Corning’s (GLW) $6B deal with Meta (META) to supply optical fiber to the latter’s data centers should boost Corning’s optical business significantly, Morgan Stanley said.
Corning shares surged more than 16% on the back of the deal, ahead of the company’s fourth-quarter results, set to be released tomorrow.
“[We] were expecting there could be upward stock movement if there were to be news announcements ahead of earnings,” Morgan Stanley analyst Meta Marshall wrote in a note to clients. “While we thought an announcement could be more definitive on timing of scale-up investment, Corning’s $6B agreement with Meta through 2030 for optical fiber, cable, and connectivity is of significant size for all potential markets (scale-up, – out, -across, but view as primarily scale-out).”
Marshall, who has an Equal-Weight rating and $98 price target on Corning, said that as concerns about power continue to rise, fiber getting closer to compute becomes paramount, with optical fiber solving the density and scale demands.

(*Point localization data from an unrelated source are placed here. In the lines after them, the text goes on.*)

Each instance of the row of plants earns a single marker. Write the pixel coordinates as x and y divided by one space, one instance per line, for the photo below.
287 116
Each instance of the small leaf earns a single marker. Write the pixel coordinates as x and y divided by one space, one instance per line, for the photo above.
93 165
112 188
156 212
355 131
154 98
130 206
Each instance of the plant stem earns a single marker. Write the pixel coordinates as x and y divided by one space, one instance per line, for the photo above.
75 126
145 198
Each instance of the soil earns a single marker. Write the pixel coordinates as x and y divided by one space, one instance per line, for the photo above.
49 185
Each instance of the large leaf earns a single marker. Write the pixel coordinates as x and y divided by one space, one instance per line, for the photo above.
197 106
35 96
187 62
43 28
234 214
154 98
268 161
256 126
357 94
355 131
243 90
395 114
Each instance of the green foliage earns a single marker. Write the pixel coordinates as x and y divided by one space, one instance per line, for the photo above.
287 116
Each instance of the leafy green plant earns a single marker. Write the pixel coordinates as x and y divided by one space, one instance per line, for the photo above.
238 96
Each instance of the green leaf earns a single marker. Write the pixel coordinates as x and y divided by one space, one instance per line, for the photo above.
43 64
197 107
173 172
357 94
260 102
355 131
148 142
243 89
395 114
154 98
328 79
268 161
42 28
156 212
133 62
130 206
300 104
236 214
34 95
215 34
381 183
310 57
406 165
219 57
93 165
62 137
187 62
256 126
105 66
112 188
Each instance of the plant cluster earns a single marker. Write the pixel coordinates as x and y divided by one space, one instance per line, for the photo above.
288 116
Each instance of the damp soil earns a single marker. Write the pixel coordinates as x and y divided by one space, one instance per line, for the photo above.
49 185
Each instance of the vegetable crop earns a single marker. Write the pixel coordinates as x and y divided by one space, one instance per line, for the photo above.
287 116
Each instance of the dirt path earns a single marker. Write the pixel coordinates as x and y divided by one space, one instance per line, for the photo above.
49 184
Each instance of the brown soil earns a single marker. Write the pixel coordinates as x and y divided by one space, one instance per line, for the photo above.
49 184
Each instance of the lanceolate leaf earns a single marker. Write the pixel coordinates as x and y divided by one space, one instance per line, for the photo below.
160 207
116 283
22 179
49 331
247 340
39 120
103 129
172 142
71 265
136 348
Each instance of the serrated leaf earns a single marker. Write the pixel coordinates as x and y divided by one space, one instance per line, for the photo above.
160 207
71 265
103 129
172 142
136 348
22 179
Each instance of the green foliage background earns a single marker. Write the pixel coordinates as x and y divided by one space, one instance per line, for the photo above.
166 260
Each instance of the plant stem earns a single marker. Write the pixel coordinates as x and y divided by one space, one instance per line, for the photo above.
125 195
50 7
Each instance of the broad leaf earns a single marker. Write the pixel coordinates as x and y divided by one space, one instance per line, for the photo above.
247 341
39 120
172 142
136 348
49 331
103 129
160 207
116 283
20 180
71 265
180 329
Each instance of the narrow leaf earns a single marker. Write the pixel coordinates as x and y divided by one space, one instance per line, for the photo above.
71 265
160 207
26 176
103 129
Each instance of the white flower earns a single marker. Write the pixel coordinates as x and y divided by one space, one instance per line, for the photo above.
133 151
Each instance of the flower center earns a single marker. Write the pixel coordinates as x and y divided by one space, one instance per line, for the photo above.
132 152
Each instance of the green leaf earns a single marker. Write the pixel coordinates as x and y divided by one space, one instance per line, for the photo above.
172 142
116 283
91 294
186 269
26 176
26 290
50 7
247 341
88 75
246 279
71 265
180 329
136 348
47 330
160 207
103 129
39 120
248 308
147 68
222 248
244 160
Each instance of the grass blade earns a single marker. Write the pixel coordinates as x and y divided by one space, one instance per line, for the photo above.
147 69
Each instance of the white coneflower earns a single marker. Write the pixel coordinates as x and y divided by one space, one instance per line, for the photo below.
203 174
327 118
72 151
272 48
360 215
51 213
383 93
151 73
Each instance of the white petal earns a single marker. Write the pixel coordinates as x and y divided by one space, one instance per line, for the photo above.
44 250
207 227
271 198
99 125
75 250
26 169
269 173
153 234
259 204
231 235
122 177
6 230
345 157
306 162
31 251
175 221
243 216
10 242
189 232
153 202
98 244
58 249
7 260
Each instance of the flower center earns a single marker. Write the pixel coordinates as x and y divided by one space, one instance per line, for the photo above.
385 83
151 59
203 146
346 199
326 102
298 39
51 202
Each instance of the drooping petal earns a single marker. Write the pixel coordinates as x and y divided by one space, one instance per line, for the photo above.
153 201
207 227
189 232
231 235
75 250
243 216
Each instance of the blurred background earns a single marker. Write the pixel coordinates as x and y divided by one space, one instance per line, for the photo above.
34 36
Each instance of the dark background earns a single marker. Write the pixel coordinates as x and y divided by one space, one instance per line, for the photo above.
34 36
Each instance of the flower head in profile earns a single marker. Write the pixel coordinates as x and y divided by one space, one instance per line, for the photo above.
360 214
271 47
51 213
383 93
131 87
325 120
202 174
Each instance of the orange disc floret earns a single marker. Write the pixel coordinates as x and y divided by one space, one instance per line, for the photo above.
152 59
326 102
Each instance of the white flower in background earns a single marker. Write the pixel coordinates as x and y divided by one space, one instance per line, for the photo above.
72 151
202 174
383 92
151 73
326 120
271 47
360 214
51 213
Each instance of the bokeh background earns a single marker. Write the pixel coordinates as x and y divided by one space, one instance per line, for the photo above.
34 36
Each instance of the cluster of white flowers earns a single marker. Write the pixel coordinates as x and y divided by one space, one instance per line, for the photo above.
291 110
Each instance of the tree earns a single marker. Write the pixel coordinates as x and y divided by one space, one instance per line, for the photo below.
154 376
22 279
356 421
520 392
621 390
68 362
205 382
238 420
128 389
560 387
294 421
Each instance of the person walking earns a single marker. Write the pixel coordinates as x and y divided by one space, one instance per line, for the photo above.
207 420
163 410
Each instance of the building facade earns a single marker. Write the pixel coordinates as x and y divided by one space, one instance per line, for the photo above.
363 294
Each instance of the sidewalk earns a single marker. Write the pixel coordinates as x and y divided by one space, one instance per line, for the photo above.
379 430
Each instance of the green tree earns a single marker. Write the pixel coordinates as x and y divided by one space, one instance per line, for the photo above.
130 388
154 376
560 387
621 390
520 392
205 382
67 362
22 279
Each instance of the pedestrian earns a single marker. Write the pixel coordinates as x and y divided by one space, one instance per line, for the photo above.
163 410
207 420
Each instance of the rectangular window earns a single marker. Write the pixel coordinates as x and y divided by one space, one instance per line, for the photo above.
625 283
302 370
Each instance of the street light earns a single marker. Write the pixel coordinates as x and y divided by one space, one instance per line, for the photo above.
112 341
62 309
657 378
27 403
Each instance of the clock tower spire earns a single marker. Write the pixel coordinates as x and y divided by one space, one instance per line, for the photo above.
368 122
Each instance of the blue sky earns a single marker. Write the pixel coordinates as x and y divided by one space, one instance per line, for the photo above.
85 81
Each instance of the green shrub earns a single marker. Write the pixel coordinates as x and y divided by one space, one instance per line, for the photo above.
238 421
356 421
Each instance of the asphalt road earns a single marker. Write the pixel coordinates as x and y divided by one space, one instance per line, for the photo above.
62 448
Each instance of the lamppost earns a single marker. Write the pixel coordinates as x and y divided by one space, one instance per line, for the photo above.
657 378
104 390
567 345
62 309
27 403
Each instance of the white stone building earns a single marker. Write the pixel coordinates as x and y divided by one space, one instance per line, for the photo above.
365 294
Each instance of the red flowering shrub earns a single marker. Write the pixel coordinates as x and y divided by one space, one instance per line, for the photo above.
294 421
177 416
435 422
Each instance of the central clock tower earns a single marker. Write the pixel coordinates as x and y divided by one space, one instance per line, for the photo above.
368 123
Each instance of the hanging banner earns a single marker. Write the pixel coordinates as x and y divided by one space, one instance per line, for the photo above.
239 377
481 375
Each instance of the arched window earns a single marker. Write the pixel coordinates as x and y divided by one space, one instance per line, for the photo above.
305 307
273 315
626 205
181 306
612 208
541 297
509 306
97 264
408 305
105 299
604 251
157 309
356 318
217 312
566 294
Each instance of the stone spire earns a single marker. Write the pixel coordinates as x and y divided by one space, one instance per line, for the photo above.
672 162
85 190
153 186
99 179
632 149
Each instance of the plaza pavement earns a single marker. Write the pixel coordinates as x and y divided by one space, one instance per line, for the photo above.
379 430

Additionally, Marshall said that the company’s optical business (which accounts for roughly 40% of overall revenue) is only poised to get bigger with this deal.

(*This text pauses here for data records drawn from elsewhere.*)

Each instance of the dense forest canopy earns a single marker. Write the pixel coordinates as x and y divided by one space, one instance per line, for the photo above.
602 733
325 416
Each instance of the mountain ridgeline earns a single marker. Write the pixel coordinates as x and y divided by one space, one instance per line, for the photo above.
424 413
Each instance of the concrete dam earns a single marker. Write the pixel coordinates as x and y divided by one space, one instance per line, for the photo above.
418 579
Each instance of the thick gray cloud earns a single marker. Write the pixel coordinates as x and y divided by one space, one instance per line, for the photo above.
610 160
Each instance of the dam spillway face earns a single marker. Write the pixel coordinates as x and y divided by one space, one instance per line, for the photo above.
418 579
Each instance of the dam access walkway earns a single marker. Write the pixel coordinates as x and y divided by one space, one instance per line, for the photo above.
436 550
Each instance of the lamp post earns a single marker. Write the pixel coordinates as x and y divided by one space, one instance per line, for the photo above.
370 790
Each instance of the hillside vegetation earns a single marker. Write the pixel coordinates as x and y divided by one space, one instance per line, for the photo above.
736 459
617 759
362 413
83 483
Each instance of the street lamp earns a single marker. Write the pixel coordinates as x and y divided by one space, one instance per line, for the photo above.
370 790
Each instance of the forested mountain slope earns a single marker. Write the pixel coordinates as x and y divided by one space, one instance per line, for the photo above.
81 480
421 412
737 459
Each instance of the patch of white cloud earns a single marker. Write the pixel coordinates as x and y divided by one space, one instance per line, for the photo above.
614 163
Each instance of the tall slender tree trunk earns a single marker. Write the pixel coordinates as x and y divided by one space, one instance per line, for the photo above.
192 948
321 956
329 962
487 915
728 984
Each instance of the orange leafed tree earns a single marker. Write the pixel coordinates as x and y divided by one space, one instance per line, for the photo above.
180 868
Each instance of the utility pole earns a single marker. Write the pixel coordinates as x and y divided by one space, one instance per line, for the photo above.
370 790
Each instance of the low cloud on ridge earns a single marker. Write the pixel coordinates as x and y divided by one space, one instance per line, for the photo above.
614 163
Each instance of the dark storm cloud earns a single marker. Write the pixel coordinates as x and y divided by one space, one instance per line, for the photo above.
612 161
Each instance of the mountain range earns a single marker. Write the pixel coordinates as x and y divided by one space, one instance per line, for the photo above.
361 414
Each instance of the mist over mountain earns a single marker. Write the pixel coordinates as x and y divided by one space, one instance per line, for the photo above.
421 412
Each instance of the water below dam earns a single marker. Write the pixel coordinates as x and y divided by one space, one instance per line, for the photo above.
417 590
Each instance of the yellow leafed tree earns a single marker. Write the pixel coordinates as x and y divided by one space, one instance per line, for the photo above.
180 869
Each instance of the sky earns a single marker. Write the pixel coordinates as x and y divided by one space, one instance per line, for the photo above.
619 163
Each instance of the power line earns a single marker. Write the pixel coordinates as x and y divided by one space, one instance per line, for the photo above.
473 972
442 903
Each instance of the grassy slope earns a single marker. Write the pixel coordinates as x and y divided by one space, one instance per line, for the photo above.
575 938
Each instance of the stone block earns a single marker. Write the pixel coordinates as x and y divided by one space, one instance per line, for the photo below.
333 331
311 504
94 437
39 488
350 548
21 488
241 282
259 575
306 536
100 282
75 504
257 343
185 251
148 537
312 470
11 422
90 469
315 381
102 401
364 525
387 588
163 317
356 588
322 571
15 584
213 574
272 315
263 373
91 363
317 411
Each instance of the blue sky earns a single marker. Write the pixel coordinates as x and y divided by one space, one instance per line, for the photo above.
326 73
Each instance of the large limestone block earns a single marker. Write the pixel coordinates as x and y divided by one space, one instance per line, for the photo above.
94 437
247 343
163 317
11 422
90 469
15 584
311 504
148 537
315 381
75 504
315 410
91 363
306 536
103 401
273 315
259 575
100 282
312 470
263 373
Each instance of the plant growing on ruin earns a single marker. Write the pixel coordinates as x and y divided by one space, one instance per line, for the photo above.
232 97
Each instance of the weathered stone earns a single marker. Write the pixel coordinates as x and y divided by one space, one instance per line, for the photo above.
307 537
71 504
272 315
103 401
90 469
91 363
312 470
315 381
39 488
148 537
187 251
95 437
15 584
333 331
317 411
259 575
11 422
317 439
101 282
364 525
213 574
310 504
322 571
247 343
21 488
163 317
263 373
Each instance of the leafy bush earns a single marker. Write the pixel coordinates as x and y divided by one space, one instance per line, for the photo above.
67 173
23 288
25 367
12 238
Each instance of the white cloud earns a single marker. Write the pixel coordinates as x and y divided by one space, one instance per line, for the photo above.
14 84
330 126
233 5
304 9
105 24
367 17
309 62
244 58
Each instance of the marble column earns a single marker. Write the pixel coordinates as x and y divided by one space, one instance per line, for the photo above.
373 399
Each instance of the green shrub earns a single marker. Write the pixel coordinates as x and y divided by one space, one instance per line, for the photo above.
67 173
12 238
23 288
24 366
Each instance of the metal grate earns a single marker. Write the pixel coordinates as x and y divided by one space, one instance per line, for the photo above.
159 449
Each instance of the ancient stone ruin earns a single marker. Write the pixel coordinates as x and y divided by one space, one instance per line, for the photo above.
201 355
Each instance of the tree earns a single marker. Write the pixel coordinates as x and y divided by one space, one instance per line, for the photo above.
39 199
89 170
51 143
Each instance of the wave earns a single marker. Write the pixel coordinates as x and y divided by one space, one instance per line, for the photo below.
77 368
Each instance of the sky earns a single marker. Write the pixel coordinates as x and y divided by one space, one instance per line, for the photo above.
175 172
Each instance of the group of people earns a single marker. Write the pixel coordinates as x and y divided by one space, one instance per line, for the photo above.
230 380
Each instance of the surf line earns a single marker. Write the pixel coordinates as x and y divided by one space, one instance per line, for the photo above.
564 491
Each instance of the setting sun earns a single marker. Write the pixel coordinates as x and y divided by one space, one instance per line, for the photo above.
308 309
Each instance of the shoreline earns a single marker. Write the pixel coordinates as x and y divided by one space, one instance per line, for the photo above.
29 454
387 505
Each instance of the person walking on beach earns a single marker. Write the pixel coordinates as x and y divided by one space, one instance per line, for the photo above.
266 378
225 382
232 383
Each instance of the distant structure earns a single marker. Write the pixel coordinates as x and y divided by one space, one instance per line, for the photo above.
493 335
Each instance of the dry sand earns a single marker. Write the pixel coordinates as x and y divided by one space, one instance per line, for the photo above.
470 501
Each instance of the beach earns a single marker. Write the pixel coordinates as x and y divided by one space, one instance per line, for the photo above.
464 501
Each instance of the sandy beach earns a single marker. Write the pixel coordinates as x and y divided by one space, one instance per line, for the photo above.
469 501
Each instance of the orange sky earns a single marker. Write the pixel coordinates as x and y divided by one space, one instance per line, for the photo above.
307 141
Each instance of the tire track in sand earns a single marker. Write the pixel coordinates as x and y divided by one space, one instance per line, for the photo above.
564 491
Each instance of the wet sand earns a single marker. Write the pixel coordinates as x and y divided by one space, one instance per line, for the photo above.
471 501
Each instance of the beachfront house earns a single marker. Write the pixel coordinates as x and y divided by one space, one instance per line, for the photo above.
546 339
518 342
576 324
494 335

“Corning mentioned that Meta is currently not Corning’s largest AI customer, but Meta will become the largest AI customer with this deal,” she wrote. “While we had not been expecting a raise to Project Springboard targets on Q4 earnings tomorrow, with the 30% enterprise Optical 23-27 CAGR staying in place given supply limitations, we now see more of an opportunity for the target to be raised to incorporate [the] META agreement.”